A Different Chicken Tortilla Soup
3 stalks celery, chopped
1 medium onion, chopped
1 tsp. garlic powder
Olive oil
32 oz. chicken broth
1 can diced tomatoes, with juice
1 can Rotel tomatoes and chiles, with juice
2 packets McCormick taco seasoning
10 corn torillas, ripped into small pieces
3 chicken breasts, cooked and chopped
12 oz. Monterey Jack cheese, shredded
Salt and pepper to taste
Directions
1. Sprinkle celery and onion with garlic powder. Cook in oil until translucent.
2. Slowly add chicken broth, diced tomatoes and Rotel. Stir well.
3. Add taco seasoning packets, chopped chicken and torn tortillas.

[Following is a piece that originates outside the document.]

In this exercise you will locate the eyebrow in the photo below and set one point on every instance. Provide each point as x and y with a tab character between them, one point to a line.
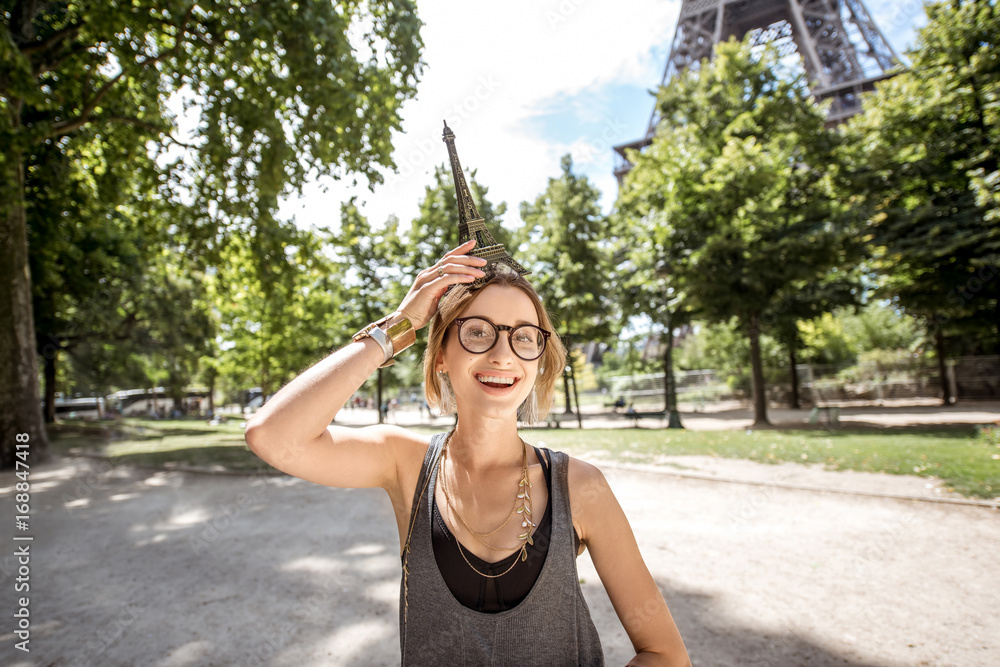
516	324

4. Bring to boil for 15-20 minutes, stirring frequently to break up tortillas.
5. Reduce heat to simmer. Add cheese. Stir until melted.

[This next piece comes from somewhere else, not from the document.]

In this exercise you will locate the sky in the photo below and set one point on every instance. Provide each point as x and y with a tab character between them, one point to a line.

6. Salt and pepper to taste.
Serve by garnishing with some extra shredded cheese.
Enjoy!
Chicken-rice egg-lemon cream soup. About four quarts.
I presume that you know how to boil some pieces of chicken in about five quarts of water until the meat pulls away and you have about four quarts of broth. Take out the meat and set it aside. If you would like, debone it, shred it and put it back in the broth or if not, not. (It’s delicious with salt, pepper and lemon just by itself.)
Salt to taste.
Throw about two cups of long grain rice into the broth.
As your rice is boiling the hard part starts.
Six eggs. Separate the yolks from the white. My mother would whip the white and the yolks separately and combine them after. My mother in law just whips the yolks very fine and discards the whites. Same thing. Add the juice of two lemons to the eggs while still whipping. When you consider your rice cooked enough, turn off the heat and add hot broth to your eggs while whipping. Keep whipping. You don’t want the egg to curdle. (That’s why my wife throws away the whites.) Keep adding hot broth. Make your “meringue” as hot as possible. Pour evenly into pot. Stir in or leave as a creamy layer on top.
Isn’t that “Avgolemono?” It’s one of my favorite Greek foods! Then again, it’s hard to go wrong with Greek food.
Yup. And it works with a lamb (or pork) with endive (or celery or lettuce) fricasse too but there you have to stir it in. Very little water in the fricasse. Just enough to cover the meat. The vegetable will produce enough broth. Add pepper, if you like it, and green onions for a little something extra.